HAY algo de instigador en esta columna semanal. El pasado 5 de mayo advertía de la necesaria actitud pacífica que debía prevalecer en la acción revolucionaria y citaba las cautelas de Lev Tolstói al respecto: "Toda violencia engendra inevitable violencia". Lamentaba entonces que no hubiera detonante capaz de prender la mecha y alentaba a votar de manera responsable como primer paso para esta sublevación improrrogable. Confieso iluso cierta satisfacción por haber contribuido en algo a inspirar el necesario camino de la revolución pacífica. Unos salieron a la calle y otros fueron a votar.

El aletargado y narcotizado españolito de a pie ha dicho basta. Y los gobiernos están perplejos, no saben qué hacer; emplean la razón para tratar de comprender qué pasa, esfuerzo inútil cuando grita el corazón. Y los políticos y los medios insisten en buscar analogías con el sistema: manifiestos, portavoces, posiciones ideológicas, propuestas programáticas. Y entonces hay incoherencia, claro, porque los revolucionarios pretenden cambiar el sistema y no saben cómo, y unos se erigen en portavoces -perfecto- y otros vociferan su pequeña aportación al movimiento -genial-. Qué más da.

-Pero ¿qué piden?

-Que las cosas cambien, señora.

-Ya, pero ¿qué proponen?

-Que se defienda el interés general, que acabe la corrupción...

-Pero no se definen.

-No, señora, es que no somos un partido político, somos gente cansada del espectáculo lamentable al que nos somete la clase política, hartos de escuchar las mismas patrañas, de siempre más de lo mismo.
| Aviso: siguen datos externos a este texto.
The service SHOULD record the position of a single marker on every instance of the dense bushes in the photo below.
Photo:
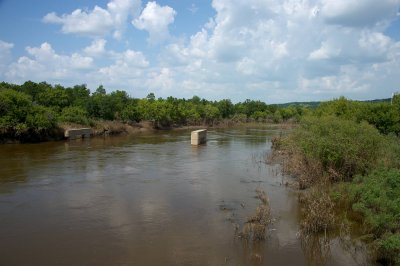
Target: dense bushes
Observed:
(328, 149)
(377, 197)
(333, 149)
(39, 106)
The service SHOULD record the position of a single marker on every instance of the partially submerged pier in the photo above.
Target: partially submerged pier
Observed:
(198, 137)
(77, 133)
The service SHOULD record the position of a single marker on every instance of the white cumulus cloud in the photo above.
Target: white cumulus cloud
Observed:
(5, 55)
(98, 21)
(155, 19)
(45, 64)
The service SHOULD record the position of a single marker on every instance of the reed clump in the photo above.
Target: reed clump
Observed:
(256, 225)
(318, 211)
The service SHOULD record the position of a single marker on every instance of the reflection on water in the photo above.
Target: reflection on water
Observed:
(145, 200)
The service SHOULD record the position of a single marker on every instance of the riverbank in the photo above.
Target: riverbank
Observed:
(349, 181)
(112, 128)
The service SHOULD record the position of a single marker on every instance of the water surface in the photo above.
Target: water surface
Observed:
(146, 200)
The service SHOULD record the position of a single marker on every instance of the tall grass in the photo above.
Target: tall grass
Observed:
(328, 150)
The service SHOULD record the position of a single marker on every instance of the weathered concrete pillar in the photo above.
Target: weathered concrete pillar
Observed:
(198, 137)
(77, 133)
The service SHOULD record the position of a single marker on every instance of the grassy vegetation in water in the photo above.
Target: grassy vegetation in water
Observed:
(332, 148)
(255, 227)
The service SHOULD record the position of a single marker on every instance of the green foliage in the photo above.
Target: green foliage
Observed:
(14, 108)
(377, 197)
(41, 119)
(75, 114)
(130, 113)
(343, 148)
(383, 115)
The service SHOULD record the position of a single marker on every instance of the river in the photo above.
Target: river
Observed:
(150, 199)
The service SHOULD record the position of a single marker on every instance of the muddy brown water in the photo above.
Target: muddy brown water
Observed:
(148, 200)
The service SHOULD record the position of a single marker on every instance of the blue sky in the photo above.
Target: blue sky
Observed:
(272, 50)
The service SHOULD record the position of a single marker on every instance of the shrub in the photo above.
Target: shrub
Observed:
(41, 118)
(340, 148)
(74, 114)
(377, 198)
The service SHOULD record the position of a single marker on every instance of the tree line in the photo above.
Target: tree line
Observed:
(41, 106)
(33, 108)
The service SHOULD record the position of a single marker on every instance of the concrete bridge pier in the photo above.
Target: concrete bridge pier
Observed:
(198, 137)
(77, 133)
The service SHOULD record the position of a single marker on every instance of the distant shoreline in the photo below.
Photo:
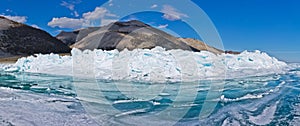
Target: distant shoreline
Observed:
(14, 59)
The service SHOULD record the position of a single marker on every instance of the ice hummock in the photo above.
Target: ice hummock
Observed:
(155, 65)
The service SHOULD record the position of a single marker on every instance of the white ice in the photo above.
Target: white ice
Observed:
(155, 65)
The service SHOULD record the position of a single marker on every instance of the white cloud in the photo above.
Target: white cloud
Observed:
(68, 5)
(171, 13)
(71, 6)
(9, 10)
(99, 15)
(35, 26)
(154, 6)
(76, 14)
(110, 3)
(163, 26)
(107, 21)
(65, 22)
(20, 19)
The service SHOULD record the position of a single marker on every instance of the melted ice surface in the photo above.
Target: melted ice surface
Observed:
(155, 65)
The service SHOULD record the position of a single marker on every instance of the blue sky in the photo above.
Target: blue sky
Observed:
(272, 26)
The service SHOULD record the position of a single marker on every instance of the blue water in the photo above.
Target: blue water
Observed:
(260, 100)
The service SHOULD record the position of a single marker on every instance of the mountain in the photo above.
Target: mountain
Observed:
(17, 39)
(132, 34)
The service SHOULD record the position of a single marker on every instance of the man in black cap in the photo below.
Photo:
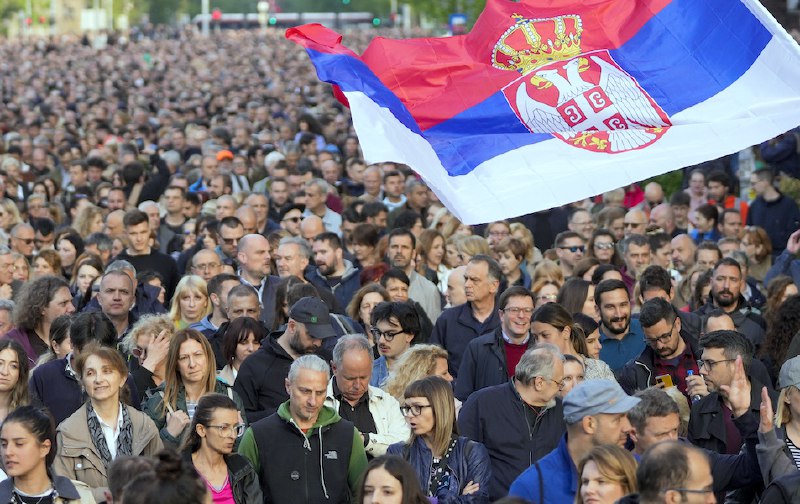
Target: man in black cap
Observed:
(260, 382)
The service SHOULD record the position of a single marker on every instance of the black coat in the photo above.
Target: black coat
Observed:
(483, 364)
(497, 417)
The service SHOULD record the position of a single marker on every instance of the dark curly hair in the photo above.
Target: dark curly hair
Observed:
(34, 298)
(782, 327)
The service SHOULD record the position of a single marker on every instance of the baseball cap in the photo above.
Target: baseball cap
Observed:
(790, 373)
(594, 397)
(313, 313)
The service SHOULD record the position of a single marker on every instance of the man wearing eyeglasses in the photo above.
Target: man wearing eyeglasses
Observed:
(595, 413)
(711, 423)
(22, 239)
(670, 355)
(570, 247)
(492, 358)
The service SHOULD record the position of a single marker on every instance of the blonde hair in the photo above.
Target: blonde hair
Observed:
(550, 272)
(188, 283)
(151, 324)
(416, 363)
(83, 221)
(614, 464)
(783, 414)
(440, 394)
(173, 381)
Es la "Spanish revolution", porque aquí todavía no nos la creemos del todo y nos la cuentan desde fuera. Tiene que ser titular en el New York Times para descubrir de qué se trata; nos lo cuentan desde Europa admirados y se preguntan cómo es que no hubiera ocurrido antes. Damos ejemplo al mundo entero, una vez más -como ya hicimos en la Transición-, al demostrar de nuevo que una sociedad evolucionada se manifiesta de forma pacífica y es capaz de perseverar en las ideas sin usar la guillotina.

Y esta revolución española (con papas y cebolla) no se cuece solo en las calles. La revolución está en todas las conversaciones y está en internet: muchos cientos de miles de personas debaten su futuro, escuchan y argumentan, sin censura institucional. Me entenderá el que, como yo, disfruta con la observación del control que ejerce en la red la mayoría sensata que apoya las buenas ideas y castiga el oportunismo incendiario de los que pretenden aprovechar el momento para otra cosa.

Y me confieso también entusiasmado, ilusionado por vivir y participar en este momento histórico. Los que entran ahora a gobernar tendrán que escuchar al pueblo.